Let’s say the variable L is equal to that value. We want to get to a point where the predicted label (output of the ConvNet) is the same as the training label. In order to get there, we want to minimize the amount of loss we have. This is the mathematical equivalent of a dL/dW where W are the weights at a particular layer. Now, what we want to do is perform a backward pass through the network, which is determining which weights contributed most to the loss and finding ways to adjust them so that the loss decreases. Once we compute this derivative, we then go to the last step which is the weight update. This is where we take all the weights of the filters and update them so that they change in the opposite direction of the gradient.

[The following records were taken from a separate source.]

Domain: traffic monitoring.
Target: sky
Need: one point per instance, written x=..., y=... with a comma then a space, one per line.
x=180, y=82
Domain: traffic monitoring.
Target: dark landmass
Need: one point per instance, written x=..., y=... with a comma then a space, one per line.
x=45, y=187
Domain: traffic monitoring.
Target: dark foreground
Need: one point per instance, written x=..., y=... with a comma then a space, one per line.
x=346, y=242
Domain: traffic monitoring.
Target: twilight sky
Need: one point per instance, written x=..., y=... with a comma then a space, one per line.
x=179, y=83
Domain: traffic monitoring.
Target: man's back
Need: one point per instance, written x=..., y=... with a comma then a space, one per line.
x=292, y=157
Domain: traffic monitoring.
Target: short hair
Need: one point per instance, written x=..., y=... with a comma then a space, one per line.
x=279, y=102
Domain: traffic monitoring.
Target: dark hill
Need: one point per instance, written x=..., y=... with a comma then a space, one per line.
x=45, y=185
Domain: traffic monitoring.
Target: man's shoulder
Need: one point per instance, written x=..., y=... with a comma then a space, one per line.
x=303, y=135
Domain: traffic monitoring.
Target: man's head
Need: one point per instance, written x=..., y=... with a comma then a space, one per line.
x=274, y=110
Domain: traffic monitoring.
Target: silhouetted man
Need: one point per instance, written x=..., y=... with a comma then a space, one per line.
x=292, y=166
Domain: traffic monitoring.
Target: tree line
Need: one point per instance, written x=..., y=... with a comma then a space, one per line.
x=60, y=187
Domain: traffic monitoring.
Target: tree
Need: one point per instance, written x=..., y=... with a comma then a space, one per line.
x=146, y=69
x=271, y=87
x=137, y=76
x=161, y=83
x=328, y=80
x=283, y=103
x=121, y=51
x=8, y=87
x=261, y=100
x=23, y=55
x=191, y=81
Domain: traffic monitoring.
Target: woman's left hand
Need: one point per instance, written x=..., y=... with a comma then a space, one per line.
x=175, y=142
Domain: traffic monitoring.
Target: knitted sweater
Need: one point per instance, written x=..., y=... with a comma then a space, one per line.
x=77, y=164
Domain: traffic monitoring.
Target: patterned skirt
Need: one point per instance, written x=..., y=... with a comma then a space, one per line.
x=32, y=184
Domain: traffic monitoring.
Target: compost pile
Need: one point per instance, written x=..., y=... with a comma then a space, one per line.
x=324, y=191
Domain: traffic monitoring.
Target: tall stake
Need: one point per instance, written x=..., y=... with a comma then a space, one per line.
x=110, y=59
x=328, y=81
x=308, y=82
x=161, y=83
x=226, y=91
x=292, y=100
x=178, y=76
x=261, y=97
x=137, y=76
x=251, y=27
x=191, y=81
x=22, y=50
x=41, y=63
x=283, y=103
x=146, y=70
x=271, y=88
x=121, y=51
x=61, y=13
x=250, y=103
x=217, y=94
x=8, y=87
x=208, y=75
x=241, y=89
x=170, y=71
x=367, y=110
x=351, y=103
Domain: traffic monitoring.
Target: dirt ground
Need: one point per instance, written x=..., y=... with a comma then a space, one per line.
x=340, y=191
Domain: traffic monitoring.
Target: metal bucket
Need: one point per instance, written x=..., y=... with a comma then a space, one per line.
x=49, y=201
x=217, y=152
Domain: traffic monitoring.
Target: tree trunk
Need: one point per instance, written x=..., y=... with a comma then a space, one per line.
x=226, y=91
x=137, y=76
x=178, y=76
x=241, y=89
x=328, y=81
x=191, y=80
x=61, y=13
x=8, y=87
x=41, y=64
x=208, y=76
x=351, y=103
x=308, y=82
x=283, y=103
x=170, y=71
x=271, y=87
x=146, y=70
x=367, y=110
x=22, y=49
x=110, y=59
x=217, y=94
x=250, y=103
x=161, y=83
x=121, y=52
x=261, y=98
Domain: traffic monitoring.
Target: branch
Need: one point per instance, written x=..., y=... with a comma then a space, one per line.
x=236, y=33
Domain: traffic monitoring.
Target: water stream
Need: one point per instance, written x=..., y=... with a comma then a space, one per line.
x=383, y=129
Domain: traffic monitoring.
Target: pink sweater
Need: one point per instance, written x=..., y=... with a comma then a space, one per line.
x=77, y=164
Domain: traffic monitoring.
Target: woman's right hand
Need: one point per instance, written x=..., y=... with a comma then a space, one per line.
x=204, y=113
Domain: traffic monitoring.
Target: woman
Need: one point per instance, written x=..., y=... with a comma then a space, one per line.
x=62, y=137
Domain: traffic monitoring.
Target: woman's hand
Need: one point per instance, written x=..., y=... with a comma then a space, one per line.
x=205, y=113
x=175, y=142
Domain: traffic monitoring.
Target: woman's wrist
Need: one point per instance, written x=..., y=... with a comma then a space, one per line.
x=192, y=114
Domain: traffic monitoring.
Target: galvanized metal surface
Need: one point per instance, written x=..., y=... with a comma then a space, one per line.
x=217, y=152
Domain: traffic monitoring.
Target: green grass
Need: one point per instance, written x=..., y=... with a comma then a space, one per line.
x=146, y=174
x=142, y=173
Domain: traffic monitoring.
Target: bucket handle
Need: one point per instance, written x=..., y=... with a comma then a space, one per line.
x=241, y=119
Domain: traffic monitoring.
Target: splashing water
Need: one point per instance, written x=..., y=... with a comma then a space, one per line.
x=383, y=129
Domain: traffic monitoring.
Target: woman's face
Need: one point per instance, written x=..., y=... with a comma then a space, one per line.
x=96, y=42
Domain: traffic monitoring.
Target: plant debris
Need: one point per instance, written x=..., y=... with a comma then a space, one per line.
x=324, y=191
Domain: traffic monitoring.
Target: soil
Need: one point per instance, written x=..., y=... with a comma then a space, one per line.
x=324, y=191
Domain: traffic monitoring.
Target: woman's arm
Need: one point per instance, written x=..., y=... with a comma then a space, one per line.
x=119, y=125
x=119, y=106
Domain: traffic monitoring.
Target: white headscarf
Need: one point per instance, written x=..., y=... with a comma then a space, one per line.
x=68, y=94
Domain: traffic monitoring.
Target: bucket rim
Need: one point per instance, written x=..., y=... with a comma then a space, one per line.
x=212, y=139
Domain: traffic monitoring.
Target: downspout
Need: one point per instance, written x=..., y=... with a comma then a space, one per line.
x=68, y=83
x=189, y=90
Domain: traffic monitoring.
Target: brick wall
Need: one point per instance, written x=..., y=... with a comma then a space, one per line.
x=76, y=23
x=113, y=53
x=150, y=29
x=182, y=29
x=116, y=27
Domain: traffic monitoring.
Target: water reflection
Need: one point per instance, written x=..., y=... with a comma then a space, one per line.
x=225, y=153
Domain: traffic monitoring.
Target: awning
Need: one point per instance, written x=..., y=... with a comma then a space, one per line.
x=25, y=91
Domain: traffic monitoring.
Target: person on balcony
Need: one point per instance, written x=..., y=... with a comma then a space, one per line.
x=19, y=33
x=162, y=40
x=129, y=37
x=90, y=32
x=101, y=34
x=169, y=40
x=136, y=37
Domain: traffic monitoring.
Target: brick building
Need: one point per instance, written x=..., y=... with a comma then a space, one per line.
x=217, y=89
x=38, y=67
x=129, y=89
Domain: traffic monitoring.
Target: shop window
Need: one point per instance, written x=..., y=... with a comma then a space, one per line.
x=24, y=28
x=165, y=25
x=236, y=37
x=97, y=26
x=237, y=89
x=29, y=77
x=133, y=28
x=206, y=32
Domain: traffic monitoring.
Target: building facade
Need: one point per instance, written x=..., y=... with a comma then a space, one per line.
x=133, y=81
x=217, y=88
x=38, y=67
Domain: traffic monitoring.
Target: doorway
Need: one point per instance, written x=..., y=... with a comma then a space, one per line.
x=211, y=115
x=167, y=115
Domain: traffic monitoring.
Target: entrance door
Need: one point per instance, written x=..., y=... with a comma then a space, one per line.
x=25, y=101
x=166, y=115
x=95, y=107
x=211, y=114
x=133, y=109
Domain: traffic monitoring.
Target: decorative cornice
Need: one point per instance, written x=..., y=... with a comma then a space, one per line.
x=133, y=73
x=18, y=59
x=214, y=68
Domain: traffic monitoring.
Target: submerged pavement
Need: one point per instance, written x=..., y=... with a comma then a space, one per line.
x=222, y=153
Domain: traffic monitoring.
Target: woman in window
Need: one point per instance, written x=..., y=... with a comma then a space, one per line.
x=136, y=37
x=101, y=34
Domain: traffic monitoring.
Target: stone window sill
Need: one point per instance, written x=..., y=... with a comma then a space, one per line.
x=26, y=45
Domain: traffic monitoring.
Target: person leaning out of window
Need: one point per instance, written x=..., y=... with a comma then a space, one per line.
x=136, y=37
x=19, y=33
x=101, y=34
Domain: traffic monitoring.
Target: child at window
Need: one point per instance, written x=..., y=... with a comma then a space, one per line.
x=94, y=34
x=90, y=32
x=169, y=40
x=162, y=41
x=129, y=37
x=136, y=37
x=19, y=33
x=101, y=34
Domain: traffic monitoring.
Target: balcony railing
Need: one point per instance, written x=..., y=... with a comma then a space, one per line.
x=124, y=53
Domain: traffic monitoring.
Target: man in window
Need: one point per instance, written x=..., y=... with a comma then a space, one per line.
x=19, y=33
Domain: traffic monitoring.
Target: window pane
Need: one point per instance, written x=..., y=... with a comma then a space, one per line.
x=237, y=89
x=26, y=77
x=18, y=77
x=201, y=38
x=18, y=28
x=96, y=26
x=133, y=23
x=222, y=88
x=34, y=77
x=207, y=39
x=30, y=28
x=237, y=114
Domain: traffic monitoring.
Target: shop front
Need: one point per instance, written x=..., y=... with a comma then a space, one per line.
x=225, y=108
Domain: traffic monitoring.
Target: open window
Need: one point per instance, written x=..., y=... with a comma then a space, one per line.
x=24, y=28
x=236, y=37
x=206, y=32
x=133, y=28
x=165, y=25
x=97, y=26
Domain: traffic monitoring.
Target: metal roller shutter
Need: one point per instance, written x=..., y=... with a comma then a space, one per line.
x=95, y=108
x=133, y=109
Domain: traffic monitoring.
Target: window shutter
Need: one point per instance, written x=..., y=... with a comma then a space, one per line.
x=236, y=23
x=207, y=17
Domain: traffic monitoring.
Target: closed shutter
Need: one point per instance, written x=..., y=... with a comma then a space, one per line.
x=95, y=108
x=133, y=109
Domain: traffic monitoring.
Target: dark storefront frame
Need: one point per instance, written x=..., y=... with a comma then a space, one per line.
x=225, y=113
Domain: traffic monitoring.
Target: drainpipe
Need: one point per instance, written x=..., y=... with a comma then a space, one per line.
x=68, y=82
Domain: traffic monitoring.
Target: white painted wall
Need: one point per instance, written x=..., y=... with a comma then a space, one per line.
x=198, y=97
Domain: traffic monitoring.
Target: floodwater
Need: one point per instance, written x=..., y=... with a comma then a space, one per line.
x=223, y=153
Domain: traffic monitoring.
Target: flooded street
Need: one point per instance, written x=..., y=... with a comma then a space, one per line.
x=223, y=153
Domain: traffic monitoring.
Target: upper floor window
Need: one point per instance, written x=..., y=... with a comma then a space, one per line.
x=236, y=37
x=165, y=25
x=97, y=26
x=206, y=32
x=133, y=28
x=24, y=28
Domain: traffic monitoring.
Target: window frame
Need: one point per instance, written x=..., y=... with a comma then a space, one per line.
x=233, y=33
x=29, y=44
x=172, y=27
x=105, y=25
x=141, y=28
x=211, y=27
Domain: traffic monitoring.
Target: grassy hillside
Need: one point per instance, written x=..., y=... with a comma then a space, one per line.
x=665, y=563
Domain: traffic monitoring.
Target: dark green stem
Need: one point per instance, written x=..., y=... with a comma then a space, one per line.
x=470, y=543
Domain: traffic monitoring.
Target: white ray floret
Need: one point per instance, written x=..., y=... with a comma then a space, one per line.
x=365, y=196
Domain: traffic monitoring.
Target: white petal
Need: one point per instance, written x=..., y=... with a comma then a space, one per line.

Visualising the minimization of the loss

Weights Updation Process
The process of forward pass, loss function, backward pass, and parameter update is one training iteration. The program will repeat this process for a fixed number of iterations for each set of training images. Once you finish the parameter update on the last training example, hopefully the network should be trained well enough so that the weights of the layers are tuned correctly.
Deep Learning Frameworks
There are numerous deep learning frameworks such as Tensorflow (Google), Theano, Keras, Caffe, DSSTNE (Amazon), DL4J, Torch, each having it’s merits and flaws. You can explore more about these frameworks at: https://medium.com/@ricardo.guerrero/deep-learning-frameworks-a-review-before-finishing-2016-5b3ab4010b06
Here at DataMonk, we are using Tensorflow at the core of our system’s architecture to solve problems like Disease Prediction, Image Classification, Contextual chat bot to interact with Users, Building User Persona for Recommending products to users, etc. Tensorflow supports Python and C++, along to allow computing distribution among CPU, GPU (many simultaneous) and even horizontal scaling using gRPC. It’s a flexible framework supporting both low level modifications like injecting new non-linear activation to the system but also contains a high level library (tf.contrib) for people who are looking to explore the deep learning field.